TOP TEN >ADDITIONAL SECURITY FEATURES will be included on FPGAs to prevent the pirating of intellectual property by tapping into the configuration bit stream that is typically uploaded into the FPGA when power is turned on. This becomes more critical as increasingly larger FPGAs are able to hold more of the proprietary customer-developed IP.

>FPGA CHIP GATE COUNTS WILL EXPLODE, at least doubling today's high of about 3 million by early 2004. As the gate counts increase, the FPGAs will be able to incorporate more of the complex functions that the systems will employ.

>MORE HIGH-SPEED SERIAL PORTS will be integrated on the FPGAs to improve data-transfer bandwidth. At the same time, they will help keep the number of I/O pins under control by replacing wide parallel buses with fast serial channels.

>FPGAS WILL INCORPORATE MORE PROCESSOR CORES and other complex functions, such as Ethernet interfaces, phase-locked loops, memory controllers, and full Sonet SERDES interfaces, to unburden the system designer. It makes no sense to recreate these complex but standard functions, so designers are opting to leverage IP libraries to speed their design and let them apply their expertise to the areas of the design where they can add the most value.

>PERFORMANCE WILL CONTINUE TO SOAR as feature sizes shrink. Today, on-chip complex blocks can operate at several hundred megahertz, while basic logic functions run close to 500 MHz.
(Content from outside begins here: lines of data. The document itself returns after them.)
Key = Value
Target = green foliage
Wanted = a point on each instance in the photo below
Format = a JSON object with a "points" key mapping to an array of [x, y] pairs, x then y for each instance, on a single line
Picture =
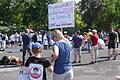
{"points": [[100, 14]]}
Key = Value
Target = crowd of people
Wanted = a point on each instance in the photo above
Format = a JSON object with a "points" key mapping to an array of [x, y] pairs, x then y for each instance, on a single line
{"points": [[62, 46]]}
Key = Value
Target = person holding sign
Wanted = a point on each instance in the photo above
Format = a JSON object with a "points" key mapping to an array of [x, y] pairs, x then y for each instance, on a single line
{"points": [[62, 57], [37, 64]]}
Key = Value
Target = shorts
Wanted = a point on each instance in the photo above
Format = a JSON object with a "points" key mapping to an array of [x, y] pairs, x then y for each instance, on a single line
{"points": [[113, 45], [65, 76], [77, 50], [12, 42]]}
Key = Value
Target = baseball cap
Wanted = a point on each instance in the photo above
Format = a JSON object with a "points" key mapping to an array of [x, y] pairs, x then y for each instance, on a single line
{"points": [[94, 30], [36, 45]]}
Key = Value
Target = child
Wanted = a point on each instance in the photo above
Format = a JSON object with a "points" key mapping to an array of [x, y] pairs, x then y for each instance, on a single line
{"points": [[37, 63]]}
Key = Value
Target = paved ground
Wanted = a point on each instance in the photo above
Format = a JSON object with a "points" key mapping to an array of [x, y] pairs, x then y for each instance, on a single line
{"points": [[102, 70]]}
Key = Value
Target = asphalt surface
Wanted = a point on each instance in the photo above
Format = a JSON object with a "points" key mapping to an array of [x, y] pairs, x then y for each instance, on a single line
{"points": [[102, 70]]}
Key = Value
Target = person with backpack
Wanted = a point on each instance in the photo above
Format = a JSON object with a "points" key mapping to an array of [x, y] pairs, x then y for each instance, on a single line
{"points": [[61, 57], [77, 44], [37, 64]]}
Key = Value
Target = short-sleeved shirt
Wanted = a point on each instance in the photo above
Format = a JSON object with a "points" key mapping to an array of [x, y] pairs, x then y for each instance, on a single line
{"points": [[63, 62], [112, 37], [77, 41], [94, 39], [26, 41], [41, 61]]}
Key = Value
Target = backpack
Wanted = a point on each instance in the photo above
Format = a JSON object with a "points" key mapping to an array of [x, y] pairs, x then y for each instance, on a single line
{"points": [[35, 71]]}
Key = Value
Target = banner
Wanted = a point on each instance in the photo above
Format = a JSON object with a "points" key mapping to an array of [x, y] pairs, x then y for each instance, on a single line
{"points": [[61, 15]]}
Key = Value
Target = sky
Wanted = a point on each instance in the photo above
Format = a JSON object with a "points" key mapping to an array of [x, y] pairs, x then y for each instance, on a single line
{"points": [[70, 0]]}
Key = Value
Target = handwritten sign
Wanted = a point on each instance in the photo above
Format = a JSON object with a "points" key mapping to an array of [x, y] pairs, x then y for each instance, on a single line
{"points": [[61, 15]]}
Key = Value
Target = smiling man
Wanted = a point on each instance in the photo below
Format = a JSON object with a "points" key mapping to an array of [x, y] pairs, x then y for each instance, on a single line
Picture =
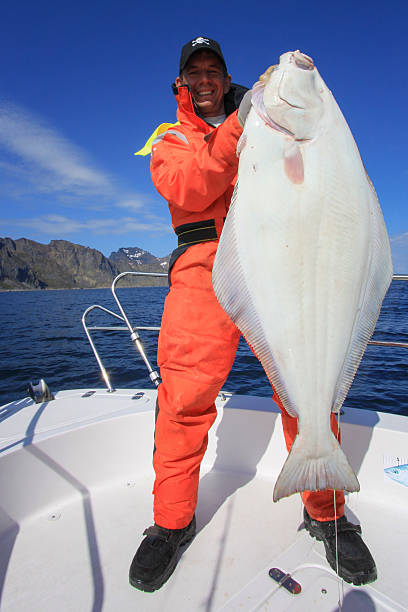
{"points": [[194, 167], [206, 74]]}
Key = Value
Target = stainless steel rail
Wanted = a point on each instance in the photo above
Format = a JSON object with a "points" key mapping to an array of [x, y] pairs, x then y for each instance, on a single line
{"points": [[134, 335]]}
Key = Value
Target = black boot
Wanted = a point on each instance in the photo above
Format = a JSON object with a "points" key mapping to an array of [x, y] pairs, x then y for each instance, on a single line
{"points": [[156, 557], [355, 563]]}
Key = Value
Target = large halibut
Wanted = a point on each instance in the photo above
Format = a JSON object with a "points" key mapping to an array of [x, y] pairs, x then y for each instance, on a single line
{"points": [[304, 261]]}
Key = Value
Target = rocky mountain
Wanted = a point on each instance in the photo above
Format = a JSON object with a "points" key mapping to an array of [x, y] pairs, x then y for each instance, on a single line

The next iteration will push the performance of the complex blocks past 300 MHz, and to 600 MHz and faster for basic logic gates.

>BLOCKS OF FPGA-TYPE LOGIC will become blocks of intellectual property that ASIC vendors can, in turn, incorporate into customer-defined ASICs. This will help accelerate the design and manufacturing cycle by allowing designers to send a chip to manufacturing before all the logic is defined. That will allow products to get to market faster since the last portion of the design is just a configuration pattern that can be loaded when the chip is powered on.

>MORE FPGAS WILL OFFER LOW-VOLTAGE DIFFERENTIAL-SIGNALING I/O cells to deliver signals that are less subject to noise and able to send signals over longer pc-board traces. FPGAs already offer a wide array of single-ended I/O cells, but as I/O signaling rates continue to increase, differential I/O cells will permit signals of up to about 800 MHz.

>THE OPERATING VOLTAGES OF FPGAS will continue to fall as feature sizes shrink. Today's leading-edge FPGAs currently use a 1.5-V internal core operating voltage. That level will drop to about 1.1 V by late 2003 as chips transition from 0.13- to 0.09-µm design rules. The lower voltages will also help keep the power dissipation under control as operating speeds and the number of gates per chip hit new highs.

>INTELLECTUAL PROPERTY LIBRARIES supported by FPGA suppliers and third-party core suppliers will continue to swell as customers demand more support to re-duce their design overheads. Some dedicated on-chip resources such as CPU cores and SERDES blocks will deliver performance levels that soft-IP blocks cannot achieve.

>LOWER-COMPLEXITY FPGAS WILL GO MAINSTREAM as true ASIC replacements thanks to new architectures that will reduce chip complexity and shrink the chip area while still providing sufficient logic resources to meet system demands. That will allow the chips to be price-competitive with ASICs, even in large volumes.